Where a progressive rollout describes the general practice of gradually increasing exposure, a phased rollout adds structure: named stages, minimum hold durations, and go/no-go decisions. The stages turn a rollout into a protocol rather than a judgment call.
Why use discrete stages instead of continuous ramp?
Discrete stages create natural decision points. At each gate, the team reviews metrics and actively decides to proceed. A continuous ramp can drift upward without anyone making a conscious choice, which defeats the purpose of gradual release.
Stages also simplify communication. "We're at stage 2 of 4, holding at 10% for 48 hours" tells stakeholders exactly where the rollout stands. "We're at 17% and increasing steadily" is harder to reason about and harder to coordinate across teams.
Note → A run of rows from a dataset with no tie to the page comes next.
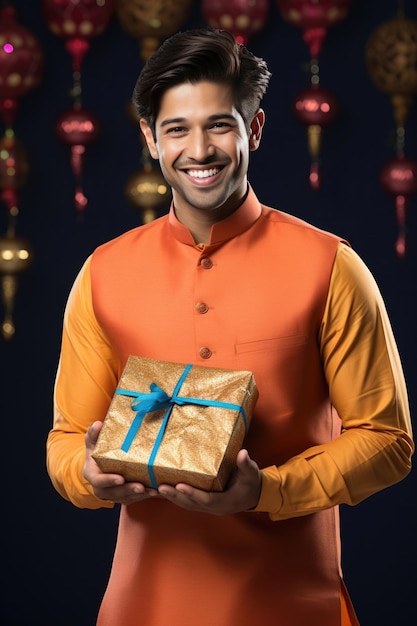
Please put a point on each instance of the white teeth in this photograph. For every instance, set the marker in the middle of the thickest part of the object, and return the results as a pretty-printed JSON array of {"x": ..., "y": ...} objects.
[{"x": 203, "y": 173}]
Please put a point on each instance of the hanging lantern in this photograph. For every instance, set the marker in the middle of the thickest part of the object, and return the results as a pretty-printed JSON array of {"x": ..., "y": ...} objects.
[
  {"x": 314, "y": 17},
  {"x": 147, "y": 190},
  {"x": 77, "y": 128},
  {"x": 391, "y": 58},
  {"x": 77, "y": 21},
  {"x": 14, "y": 167},
  {"x": 21, "y": 63},
  {"x": 242, "y": 18},
  {"x": 151, "y": 21},
  {"x": 399, "y": 178},
  {"x": 15, "y": 257},
  {"x": 21, "y": 69},
  {"x": 314, "y": 107}
]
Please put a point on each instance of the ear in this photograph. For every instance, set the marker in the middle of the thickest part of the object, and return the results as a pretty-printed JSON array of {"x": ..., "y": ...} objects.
[
  {"x": 255, "y": 130},
  {"x": 150, "y": 141}
]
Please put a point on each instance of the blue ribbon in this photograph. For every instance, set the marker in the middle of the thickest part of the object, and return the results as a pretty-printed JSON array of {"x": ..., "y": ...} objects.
[{"x": 144, "y": 403}]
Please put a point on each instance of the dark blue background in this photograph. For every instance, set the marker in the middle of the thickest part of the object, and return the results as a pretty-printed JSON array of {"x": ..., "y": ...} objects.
[{"x": 57, "y": 557}]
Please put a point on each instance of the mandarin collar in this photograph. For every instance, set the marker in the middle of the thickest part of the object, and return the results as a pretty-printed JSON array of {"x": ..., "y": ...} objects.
[{"x": 246, "y": 215}]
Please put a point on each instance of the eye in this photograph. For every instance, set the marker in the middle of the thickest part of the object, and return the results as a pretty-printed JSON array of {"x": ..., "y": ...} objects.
[
  {"x": 221, "y": 126},
  {"x": 176, "y": 130}
]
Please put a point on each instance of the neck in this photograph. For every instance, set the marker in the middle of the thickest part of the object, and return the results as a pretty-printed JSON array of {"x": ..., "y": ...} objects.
[{"x": 200, "y": 221}]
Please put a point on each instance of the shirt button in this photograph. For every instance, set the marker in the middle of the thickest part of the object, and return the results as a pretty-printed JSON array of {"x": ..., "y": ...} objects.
[
  {"x": 205, "y": 353},
  {"x": 206, "y": 263}
]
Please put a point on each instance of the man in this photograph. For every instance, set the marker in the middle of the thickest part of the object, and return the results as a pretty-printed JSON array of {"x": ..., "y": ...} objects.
[{"x": 224, "y": 281}]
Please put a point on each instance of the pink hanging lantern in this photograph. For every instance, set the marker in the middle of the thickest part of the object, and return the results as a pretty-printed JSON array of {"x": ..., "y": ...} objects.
[
  {"x": 398, "y": 177},
  {"x": 78, "y": 128},
  {"x": 78, "y": 21},
  {"x": 21, "y": 63},
  {"x": 242, "y": 18},
  {"x": 21, "y": 70},
  {"x": 314, "y": 107}
]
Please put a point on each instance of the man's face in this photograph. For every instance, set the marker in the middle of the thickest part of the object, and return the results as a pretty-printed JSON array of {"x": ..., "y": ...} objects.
[{"x": 203, "y": 148}]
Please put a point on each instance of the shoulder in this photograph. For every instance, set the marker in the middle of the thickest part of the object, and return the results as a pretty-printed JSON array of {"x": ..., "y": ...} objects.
[{"x": 296, "y": 225}]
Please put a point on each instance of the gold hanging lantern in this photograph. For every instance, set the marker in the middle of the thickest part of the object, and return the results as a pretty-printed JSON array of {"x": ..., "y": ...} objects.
[
  {"x": 391, "y": 58},
  {"x": 147, "y": 189},
  {"x": 15, "y": 257},
  {"x": 151, "y": 21}
]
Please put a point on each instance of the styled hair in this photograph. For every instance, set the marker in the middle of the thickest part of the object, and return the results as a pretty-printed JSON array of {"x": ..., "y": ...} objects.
[{"x": 202, "y": 54}]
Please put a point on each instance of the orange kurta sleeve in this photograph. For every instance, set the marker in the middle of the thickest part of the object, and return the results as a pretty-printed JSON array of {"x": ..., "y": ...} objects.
[
  {"x": 368, "y": 390},
  {"x": 87, "y": 369}
]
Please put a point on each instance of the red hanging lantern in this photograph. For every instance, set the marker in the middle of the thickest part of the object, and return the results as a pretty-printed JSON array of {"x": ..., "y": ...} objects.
[
  {"x": 399, "y": 178},
  {"x": 21, "y": 63},
  {"x": 314, "y": 107},
  {"x": 77, "y": 21},
  {"x": 21, "y": 69},
  {"x": 242, "y": 18},
  {"x": 77, "y": 128}
]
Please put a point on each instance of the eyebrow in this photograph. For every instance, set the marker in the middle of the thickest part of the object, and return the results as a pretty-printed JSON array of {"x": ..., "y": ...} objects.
[{"x": 211, "y": 118}]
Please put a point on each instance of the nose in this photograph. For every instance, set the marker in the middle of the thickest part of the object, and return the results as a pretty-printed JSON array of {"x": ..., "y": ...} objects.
[{"x": 199, "y": 146}]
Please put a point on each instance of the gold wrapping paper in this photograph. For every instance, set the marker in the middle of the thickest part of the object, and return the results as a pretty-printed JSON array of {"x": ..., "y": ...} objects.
[{"x": 200, "y": 443}]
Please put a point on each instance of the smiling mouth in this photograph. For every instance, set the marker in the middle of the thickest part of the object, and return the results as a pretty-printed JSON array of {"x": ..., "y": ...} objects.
[{"x": 201, "y": 174}]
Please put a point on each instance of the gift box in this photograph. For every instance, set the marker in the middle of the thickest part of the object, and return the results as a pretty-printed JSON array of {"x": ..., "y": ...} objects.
[{"x": 171, "y": 422}]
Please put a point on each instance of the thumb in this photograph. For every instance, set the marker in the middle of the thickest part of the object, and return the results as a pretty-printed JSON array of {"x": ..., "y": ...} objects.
[
  {"x": 92, "y": 435},
  {"x": 244, "y": 463}
]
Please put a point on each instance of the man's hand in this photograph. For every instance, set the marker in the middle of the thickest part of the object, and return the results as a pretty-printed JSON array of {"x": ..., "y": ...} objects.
[
  {"x": 242, "y": 492},
  {"x": 111, "y": 487}
]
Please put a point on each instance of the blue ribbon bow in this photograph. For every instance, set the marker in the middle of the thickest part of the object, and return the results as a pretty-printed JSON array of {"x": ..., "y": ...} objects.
[{"x": 156, "y": 399}]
At Spotify, phased rollouts are the standard release pattern. The stages vary by risk level. A low-risk copy change might go from 5% to 50% to 100% in three days. A major product surface redesign might go from 1% to 5% to 10% to 25% to 50% to 100% over two weeks, with longer holds at each stage. The structure scales with the risk.
What happens at each gate?
Each gate in a phased rollout answers one question: is it safe to increase exposure?
The answer comes from guardrail metrics. In Confidence, these metrics are computed between the exposed and unexposed groups at each stage, using the same statistical framework as A/B test analysis. The team checks for regressions in crash rates, error rates, latency, engagement, and any domain-specific metrics they've defined.
If all guardrails are clear, the team advances to the next stage. If a guardrail shows a regression, the team holds at the current stage to investigate, or rolls back entirely. The decision depends on the severity: a latency regression might warrant investigation at the current stage, while a crash rate spike means immediate rollback.
Confidence supports configuring required guardrail metrics per Surface, so the gate criteria are consistent across teams working on the same part of the product. This prevents the failure mode where one team monitors latency and another monitors only engagement, and neither catches the issue the other would have.
How do phased rollouts interact with A/B tests?
The common workflow: run an A/B test first to validate the feature, then use a phased rollout to release it.
The A/B test answers "does this change improve our success metric?" with a fixed traffic split and enough statistical power to detect the effect. The phased rollout answers "can we ship this safely?" with gradually increasing exposure and guardrail monitoring.
Some teams combine them. The first phase of the rollout doubles as a final validation check: hold at 10% for a few days and confirm the metrics match what the A/B test predicted. If the numbers align, proceed. If they diverge, investigate before exposing more users.